Subject: Re: I/O priorities
To: Aidan Cully <aidan@kublai.com>
From: Manuel Bouyer <bouyer@antioche.lip6.fr>
List: tech-kern
Date: 06/20/2002 15:36:29
On Thu, Jun 20, 2002 at 08:35:50AM -0400, Aidan Cully wrote:
> [redirected to tech-kern]
> On Thu, Jun 20, 2002 at 01:06:58PM +0200, Manuel Bouyer wrote:
> > On Thu, Jun 20, 2002 at 01:01:35PM +0200, Wojciech Puchar wrote:
> > > i understand. can't we have 2 queues?
> > 
> > This is what I'm saying since the begining :)
> > Yes, we need to give different priorities to different I/O, and having several
> > queues one way to do this (it may not be the best; if we want to keep disksort
> > keeping a single queue may be easier). The problem is to define the
> > priority policy (and eventually to gather some infos from upper layer to help
> > implementing this policy).
> 
> I'm starting to understand this a bit better...  Two things strike me
> about this: 1) it's only a problem when the kernel allocates buffers
> for its own internal use, during read()s and write()s, but not mmap().

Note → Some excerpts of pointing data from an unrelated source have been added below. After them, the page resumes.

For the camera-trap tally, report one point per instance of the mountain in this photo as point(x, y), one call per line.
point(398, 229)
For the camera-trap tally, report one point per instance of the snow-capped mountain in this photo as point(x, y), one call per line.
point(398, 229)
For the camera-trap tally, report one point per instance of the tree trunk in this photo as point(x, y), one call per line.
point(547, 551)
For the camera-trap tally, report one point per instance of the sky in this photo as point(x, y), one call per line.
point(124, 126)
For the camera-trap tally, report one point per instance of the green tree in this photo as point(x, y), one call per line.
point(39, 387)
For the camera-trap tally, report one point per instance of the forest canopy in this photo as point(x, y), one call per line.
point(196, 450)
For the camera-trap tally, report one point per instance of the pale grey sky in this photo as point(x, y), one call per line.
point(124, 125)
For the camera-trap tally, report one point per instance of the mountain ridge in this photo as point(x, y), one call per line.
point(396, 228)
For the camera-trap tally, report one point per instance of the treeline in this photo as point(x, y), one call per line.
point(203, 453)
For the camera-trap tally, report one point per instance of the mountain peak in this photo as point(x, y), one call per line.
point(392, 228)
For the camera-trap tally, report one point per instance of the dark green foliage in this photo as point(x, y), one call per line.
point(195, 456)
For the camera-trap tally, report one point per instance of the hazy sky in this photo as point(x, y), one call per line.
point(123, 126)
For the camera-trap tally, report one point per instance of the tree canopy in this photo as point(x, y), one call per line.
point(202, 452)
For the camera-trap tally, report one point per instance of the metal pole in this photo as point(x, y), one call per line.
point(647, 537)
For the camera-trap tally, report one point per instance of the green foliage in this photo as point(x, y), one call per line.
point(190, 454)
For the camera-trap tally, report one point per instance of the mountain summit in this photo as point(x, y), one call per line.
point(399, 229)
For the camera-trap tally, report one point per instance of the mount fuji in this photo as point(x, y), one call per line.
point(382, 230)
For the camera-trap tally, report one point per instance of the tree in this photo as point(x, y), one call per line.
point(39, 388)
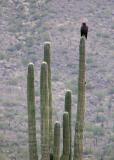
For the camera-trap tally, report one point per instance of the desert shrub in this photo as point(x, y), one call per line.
point(98, 131)
point(100, 118)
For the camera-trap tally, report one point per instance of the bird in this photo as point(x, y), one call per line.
point(84, 30)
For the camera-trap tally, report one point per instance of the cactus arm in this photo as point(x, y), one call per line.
point(31, 114)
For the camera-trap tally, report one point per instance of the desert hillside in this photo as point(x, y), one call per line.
point(24, 27)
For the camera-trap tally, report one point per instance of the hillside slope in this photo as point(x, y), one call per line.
point(24, 27)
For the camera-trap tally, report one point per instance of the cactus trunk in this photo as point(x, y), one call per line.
point(44, 104)
point(31, 114)
point(66, 137)
point(47, 58)
point(78, 139)
point(56, 149)
point(68, 103)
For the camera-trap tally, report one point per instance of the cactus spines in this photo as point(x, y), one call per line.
point(68, 103)
point(66, 137)
point(56, 149)
point(31, 114)
point(79, 126)
point(44, 106)
point(47, 58)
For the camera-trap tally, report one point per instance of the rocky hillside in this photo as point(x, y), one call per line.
point(24, 27)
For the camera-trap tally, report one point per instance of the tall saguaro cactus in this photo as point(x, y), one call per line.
point(47, 58)
point(44, 104)
point(56, 149)
point(31, 114)
point(68, 103)
point(66, 137)
point(78, 139)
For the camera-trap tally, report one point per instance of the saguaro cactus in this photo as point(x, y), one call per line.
point(66, 137)
point(47, 58)
point(44, 104)
point(56, 149)
point(68, 103)
point(31, 114)
point(78, 139)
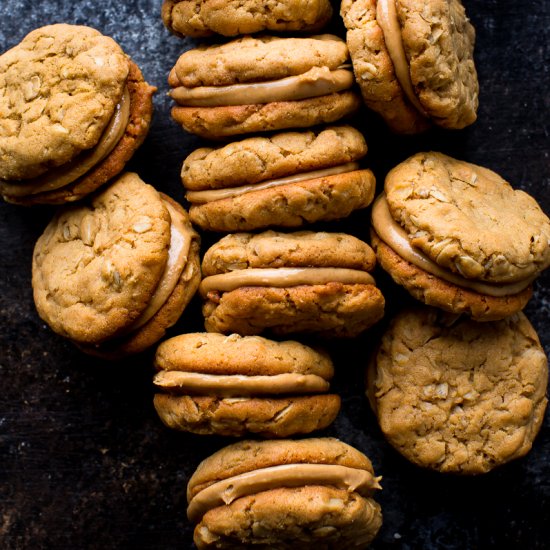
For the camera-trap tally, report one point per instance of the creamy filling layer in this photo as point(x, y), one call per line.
point(240, 385)
point(316, 82)
point(68, 173)
point(282, 277)
point(397, 239)
point(286, 475)
point(386, 17)
point(211, 195)
point(180, 244)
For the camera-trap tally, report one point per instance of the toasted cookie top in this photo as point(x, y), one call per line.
point(232, 17)
point(299, 249)
point(438, 40)
point(250, 59)
point(60, 87)
point(212, 353)
point(456, 395)
point(258, 159)
point(246, 456)
point(468, 219)
point(97, 264)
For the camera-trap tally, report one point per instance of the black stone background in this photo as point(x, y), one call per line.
point(85, 462)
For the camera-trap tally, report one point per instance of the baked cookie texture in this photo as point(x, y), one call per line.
point(470, 226)
point(208, 383)
point(200, 18)
point(339, 302)
point(436, 40)
point(68, 92)
point(303, 177)
point(288, 511)
point(459, 396)
point(98, 266)
point(284, 82)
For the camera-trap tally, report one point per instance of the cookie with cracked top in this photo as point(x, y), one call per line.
point(285, 180)
point(262, 84)
point(113, 273)
point(234, 385)
point(201, 18)
point(313, 282)
point(459, 237)
point(76, 108)
point(458, 396)
point(312, 493)
point(414, 61)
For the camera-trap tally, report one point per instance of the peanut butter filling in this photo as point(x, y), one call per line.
point(283, 277)
point(397, 239)
point(211, 195)
point(83, 163)
point(240, 385)
point(180, 244)
point(316, 82)
point(287, 475)
point(386, 17)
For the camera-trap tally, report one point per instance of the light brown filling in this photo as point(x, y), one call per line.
point(210, 195)
point(397, 239)
point(240, 385)
point(83, 163)
point(287, 475)
point(180, 244)
point(316, 82)
point(283, 277)
point(386, 17)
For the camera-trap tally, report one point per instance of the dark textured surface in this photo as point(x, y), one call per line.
point(84, 461)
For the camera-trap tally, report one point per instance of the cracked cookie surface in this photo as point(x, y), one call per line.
point(60, 85)
point(459, 396)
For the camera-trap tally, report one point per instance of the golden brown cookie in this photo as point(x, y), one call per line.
point(231, 17)
point(231, 385)
point(414, 61)
point(459, 237)
point(262, 84)
point(290, 282)
point(313, 493)
point(114, 273)
point(76, 108)
point(459, 396)
point(284, 180)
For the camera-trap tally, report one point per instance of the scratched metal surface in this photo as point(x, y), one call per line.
point(85, 463)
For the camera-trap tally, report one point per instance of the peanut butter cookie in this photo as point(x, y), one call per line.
point(313, 493)
point(459, 396)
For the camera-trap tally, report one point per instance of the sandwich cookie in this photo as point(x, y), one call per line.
point(200, 18)
point(112, 274)
point(290, 282)
point(458, 396)
point(262, 84)
point(232, 385)
point(74, 109)
point(459, 237)
point(307, 494)
point(284, 180)
point(414, 61)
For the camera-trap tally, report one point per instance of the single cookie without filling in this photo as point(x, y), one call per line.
point(285, 180)
point(200, 18)
point(74, 109)
point(112, 274)
point(414, 61)
point(261, 84)
point(209, 383)
point(459, 396)
point(307, 494)
point(459, 237)
point(286, 283)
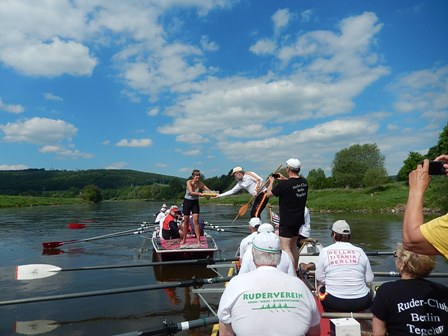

mmap can probably trigger the problem as well. Anything that will create
a large buffered write will.

> 2) The problem we'd be trying to solve is almost the same as that
> originally faced by Berkeley when they created the scheduler system --
> that is, to still allow a good level of interactivity when some
> processes want to use all the CPU for themselves, though in this case
> it's processes wanting to use all buffers and disk I/O.
> 
> Maybe an I/O scheduler makes sense as a solution to this problem?  Or
> would that be Too Much Effort?  If so, another solution might be to
> restrict the percentage of available buffers a given process can use
> for read/write...  Keep it small enough, and you wouldn't need to wait
> seconds for dd if=/dev/zero to flush all of its buffers.

An I/O scheduler does probably make sense. Other mechanism can help too.
First we probably need a per-partition I/O queue, instead of per device.
For example, with the current implementation a write barrier is global to a
device, when it only needs to be per-partition (for now I think write barriers
are not used at all, but it doesn't mean we don't need to handle them
properly :)
We also can implement per-partition I/O priorities, which would already be
a win (at last for servers usage, where we usually have one partiton per
usage). We could look at algorithm used in QoS network devices, for example.
Bumping swap priority probably makes sense.

I already tried the per-partition I/O priorities (with a gross hack) and
it helps a lot. We could start with this. It's probably the easiest to
implement. An I/O scheduler will probably require changes in filesystems and
UVM.

--
Manuel Bouyer, LIP6, Universite Paris VI.           Manuel.Bouyer@lip6.fr
--